Justice is an attribute of God, tempered with the attribute of Mercy. Judaism teaches that Justice encompasses all ethical virtues. It demands not only unprejudiced judgment and absolute equality in the court of law ("every judge who judges truly is a partner of God") but also an equitable social pattern of behavior. The just way is always the right way and calls for full justice for the underprivileged, for one's enemies, even for animals. It implies honesty in thought and action, forthright speech, upright conduct, and a constant and unrelenting insistence on social morality and human rights.
The subversion of Justice in any form shakes the World. The sword offers one of the greatest threats to Justice: nothing delays and perverts Justice so terribly as does War. Peace therefore is a concomitant virtue. The stability and happiness of every community rests upon the basis of Peace, which is seen as the greatest of all blessings - and indeed in its absence, no other blessing is meaningful. All major Jewish prayers conclude with a prayer for Peace.
Peace, in Jewish tradition, is much more than a mere absence of conflict. It requires the positive obligation to strive for unity and harmony. In a world context, it is bound up with the hope of universal disarmament and of an international society built on genuine brotherhood, united in devotion to Justice and Freedom. This goal received early expression in the famous vision of the prophet Isaiah: "Nation shall not lift up sword against nation, neither shall they learn war any more," and Judaism was the first religion to project the concept of Universal Peace as an ideal. Characteristically the 18th-century Rabbi Nachman of Bratslav said, "Wherever a Treaty of Peace is signed, God is present".
The Hebrew word for peace is Shalom and this is the standard greeting in Israel. Peace must be sought not only between nations but also between individuals - and it is at this latter level that the ordinary man must begin to work for peace.

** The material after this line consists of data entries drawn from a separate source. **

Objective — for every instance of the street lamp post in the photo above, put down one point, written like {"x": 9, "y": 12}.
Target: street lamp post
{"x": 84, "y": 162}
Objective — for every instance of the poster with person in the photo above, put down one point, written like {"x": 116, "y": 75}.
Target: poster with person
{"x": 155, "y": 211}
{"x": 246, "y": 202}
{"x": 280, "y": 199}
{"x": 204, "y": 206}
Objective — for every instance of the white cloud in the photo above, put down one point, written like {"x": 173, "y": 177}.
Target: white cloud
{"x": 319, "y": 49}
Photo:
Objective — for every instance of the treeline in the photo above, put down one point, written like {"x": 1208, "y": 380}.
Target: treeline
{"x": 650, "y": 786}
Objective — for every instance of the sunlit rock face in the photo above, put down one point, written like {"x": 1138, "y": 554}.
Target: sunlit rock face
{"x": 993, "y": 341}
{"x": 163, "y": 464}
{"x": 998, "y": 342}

The rabbis of old put it this way, "A human being must seek to promote peace between man and his neighbor, husband and wife, family and family, city and city, nation and nation."
The third foundation of the Jewish ethical system is Truth. Without Truth there can obviously be neither Justice nor Peace. This too emanates from a Divine prototype and "the Seal of God is Truth." Truth is a positive ideal and involves speaking out whenever necessary. It demands that truth be spoken at all times "even in one's heart," honesty in business dealings, and a complete rejection of any form of deceit or hypocrisy. "God despises a man who says one thing with his mouth and another with his mind" says the Talmud and notes that lying to one's fellow man is equivalent to lying to God. Truth knows no boundaries or distinctions and must be accepted, whatever its source. The Talmud sums up: "Judaism is the practice of Truth," expressed through honesty, sincerity, loyalty, and integrity.
The insistence on these three principles provides an insight into Jewish ethics, which is rooted in the teaching of the Bible, developed by rabbinic thinkers throughout the ages, and which has profoundly affected the moral thinking of humanity. Judaism is a religion of optimism. It believes that mankind, for all its mistakes, will reach a golden era. The world, after a long period of struggle, will eventually find itself on the road to perfection. Justice will ultimately prevail, Truth will triumph and the prophetic vision of Universal Peace will be established. This confident hope has sustained Jews throughout their often bitter history, and remains at the core of their faith today.
The motifs of Truth, Judgment, and Peace are represented on the stamps against the frame of the Star of David: Truth by the Tables of the Law; Justice by a scale; and Peace by a dove and olive branch. Inscribed on the tab in Hebrew and English is the verse from Ethics of the Fathers, "By three things is the world preserved by Truth, by Judgment, and by Peace."